Blog philosophique et politique

La fuite en avant
Jeudi 7 mai 2009

En escalade ou en alpinisme, il y a quelque chose de vraiment terrifiant et fou : la fuite en avant.

Escalade en falaise

Pour comprendre ce dont il s'agit il faut savoir ce qu'est l'escalade en tête (on dit aussi : en premier de cordée) : cela consiste à grimper le premier, attaché à une corde qu'on fait passer dans des mousquetons accrochés à la falaise ou à la glace. Un ami, plus bas, tient l'autre bout de la corde. Par conséquent, au plus les points d'assurance (pitons, broches à glace, coinceurs et autres) sont espacés, au plus la chute potentielle sera grande, donc dangereuse. Par exemple, si le dernier mousqueton est 3 mètres sous tes pieds, en cas de chute tu tomberas de 6 mètres, sans compter le mou de la corde et les éventuels problèmes exceptionnels.

Par conséquent, au plus le dernier point s'éloigne sous tes pieds, au plus tu fais attention à ce que tu fais, et au moins tu as envie de tomber (déjà qu'à la base tu n'as pas trop envie de tomber !)...

Si ça devient carrément trop difficile, tu peux essayer, pour éviter la chute, de redescendre (désescalader) jusqu'au dernier point pour t'y reposer.

Mais voilà, il se trouve que désescalader est plus difficile qu'escalader. Descendre est plus délicat que monter. Montaigne le disait déjà : « Je marche plus sûr à mont qu'à val. » Par conséquent, il arrive que l'on ne puisse pas redescendre. Or si on reste sur place, avec la fatigue on finira par tomber. Une solution est donc de tomber. Une autre solution est de continuer à monter : c'est la fuite en avant.

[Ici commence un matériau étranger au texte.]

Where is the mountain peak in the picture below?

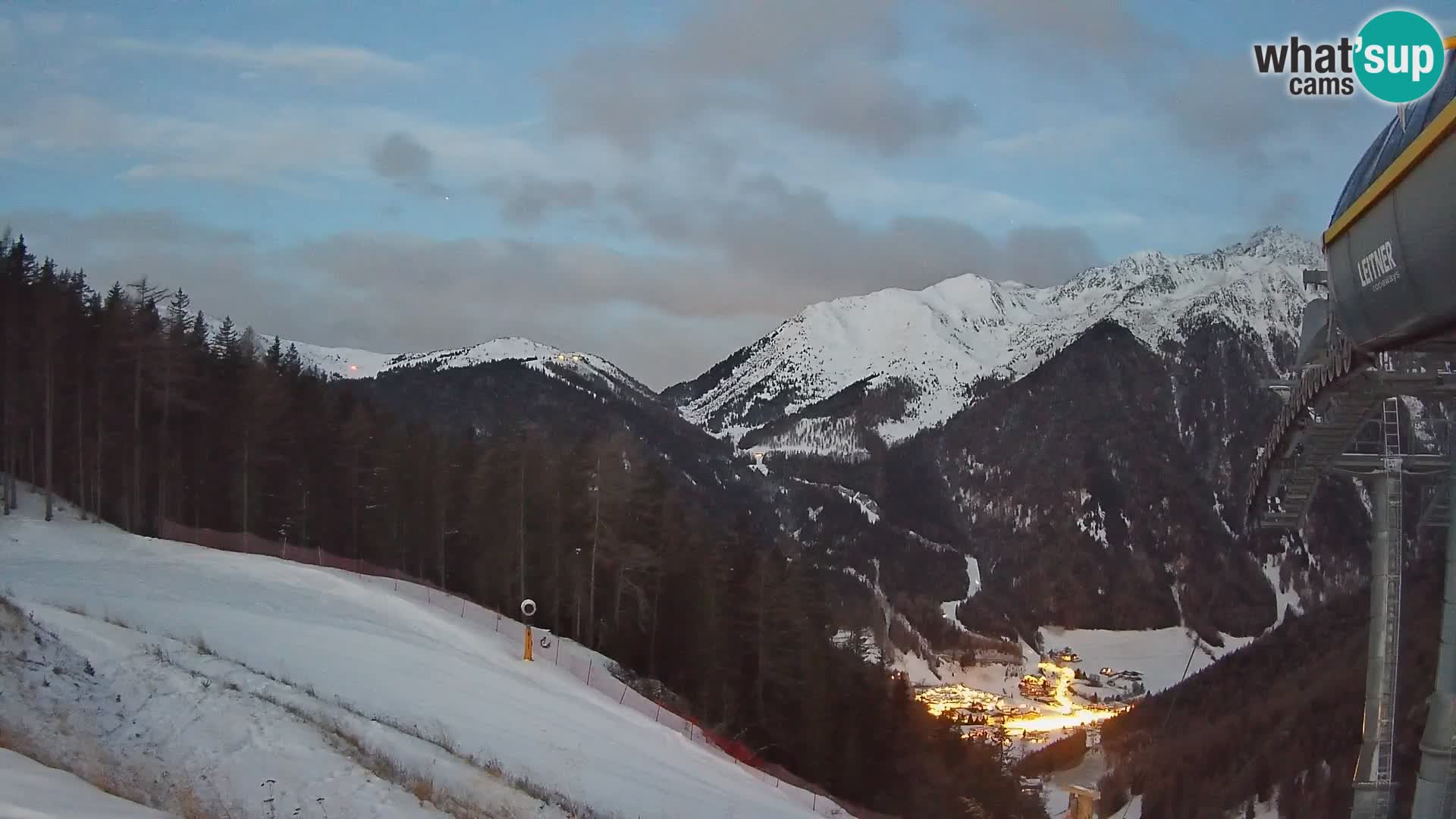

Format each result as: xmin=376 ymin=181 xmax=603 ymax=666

Ce qui fait tout le piquant de la fuite en avant, c'est l'incertitude : parfois on ne sait pas du tout ce qui nous attend. Peut-être y a-t-il au-dessus un passage extrêmement difficile, encore plus que celui que l'on vient de passer, et puis encore un autre, etc. La fuite en avant consiste donc à accepter une chute bien plus grave, mais incertaine, pour éviter une chute moins importante, mais certaine. Finalement c'est un coup de poker : quitte ou double. Il y a même des cas où c'est sa vie qu'on joue comme ça : on fait tapis en quelque sorte.

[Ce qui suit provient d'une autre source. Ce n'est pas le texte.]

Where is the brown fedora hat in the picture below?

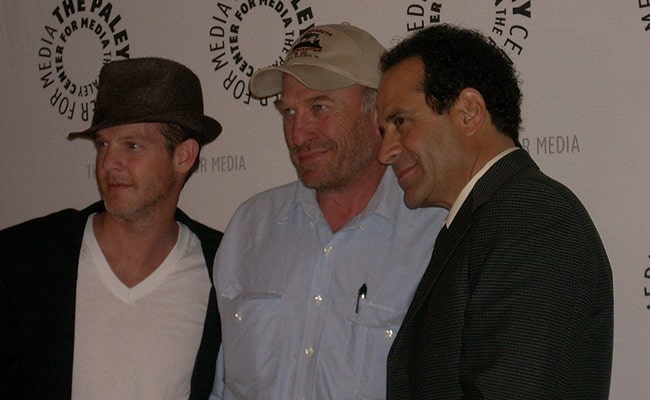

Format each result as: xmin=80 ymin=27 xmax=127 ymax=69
xmin=68 ymin=57 xmax=221 ymax=145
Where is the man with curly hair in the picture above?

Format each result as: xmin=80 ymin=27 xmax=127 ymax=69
xmin=377 ymin=25 xmax=613 ymax=400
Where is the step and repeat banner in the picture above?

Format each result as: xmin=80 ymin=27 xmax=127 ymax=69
xmin=0 ymin=0 xmax=650 ymax=400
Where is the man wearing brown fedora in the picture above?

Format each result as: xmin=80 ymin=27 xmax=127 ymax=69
xmin=0 ymin=58 xmax=221 ymax=400
xmin=214 ymin=23 xmax=447 ymax=400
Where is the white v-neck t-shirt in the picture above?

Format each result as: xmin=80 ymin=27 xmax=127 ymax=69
xmin=72 ymin=215 xmax=210 ymax=400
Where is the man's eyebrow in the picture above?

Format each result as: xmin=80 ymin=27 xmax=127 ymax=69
xmin=384 ymin=107 xmax=406 ymax=122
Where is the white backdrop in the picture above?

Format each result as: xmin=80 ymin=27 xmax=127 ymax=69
xmin=0 ymin=0 xmax=650 ymax=400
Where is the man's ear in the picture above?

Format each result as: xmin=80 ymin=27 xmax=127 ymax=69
xmin=174 ymin=139 xmax=199 ymax=173
xmin=456 ymin=88 xmax=487 ymax=136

Bref, la fuite en avant c'est très amusant, très excitant, mais ça fait aussi très peur.

On retrouve ce phénomène un peu partout : non seulement au poker mais aussi, par exemple, dans le cas de l'énergie nucléaire : nous n'avons pas la solution pour traiter les déchets nucléaires, qui resteront sur les bras de nos descendants pendant des millions d'années (il y a de fortes chances pour qu'ils nous maudissent intensément ! mes oreilles sifflent déjà à l'idée des jugements qui seront portés sur notre génération). Pourquoi cette folie ? Parce qu'on suppose et on espère que grâce au progrès technologique, on trouvera la solution plus tard. Bref, pour éviter une difficulté limitée maintenant on accumule le problème pour plus tard, dans l'espoir qu'une solution miracle tombera du ciel technologique.

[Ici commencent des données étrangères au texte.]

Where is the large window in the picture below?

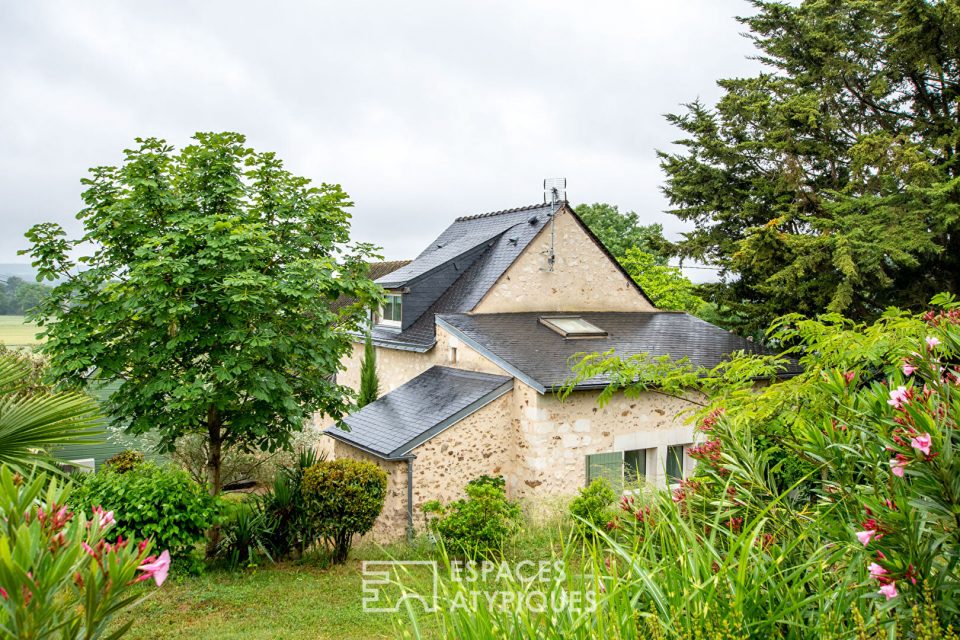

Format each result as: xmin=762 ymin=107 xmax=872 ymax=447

Allez : un autre exemple, juste pour voir à quoi mène la fuite en avant : la chaîne de Ponzi, escroquerie financière inaugurée par Charles Ponzi dans les années 1920 et remise au goût du jour par Bernard Madoff dans les années 1990-2000 : l'astuce consiste tout simplement à rémunérer des investisseurs à des taux très élevés ; ainsi de nouveaux investisseurs se présentent sans cesse, et on peut payer les anciens avec les nouveaux. Evidemment, le jour où il y a un reflux les investisseurs se rendent compte qu'ils ont été volés, et l'arnaqueur n'a plus qu'à se cacher.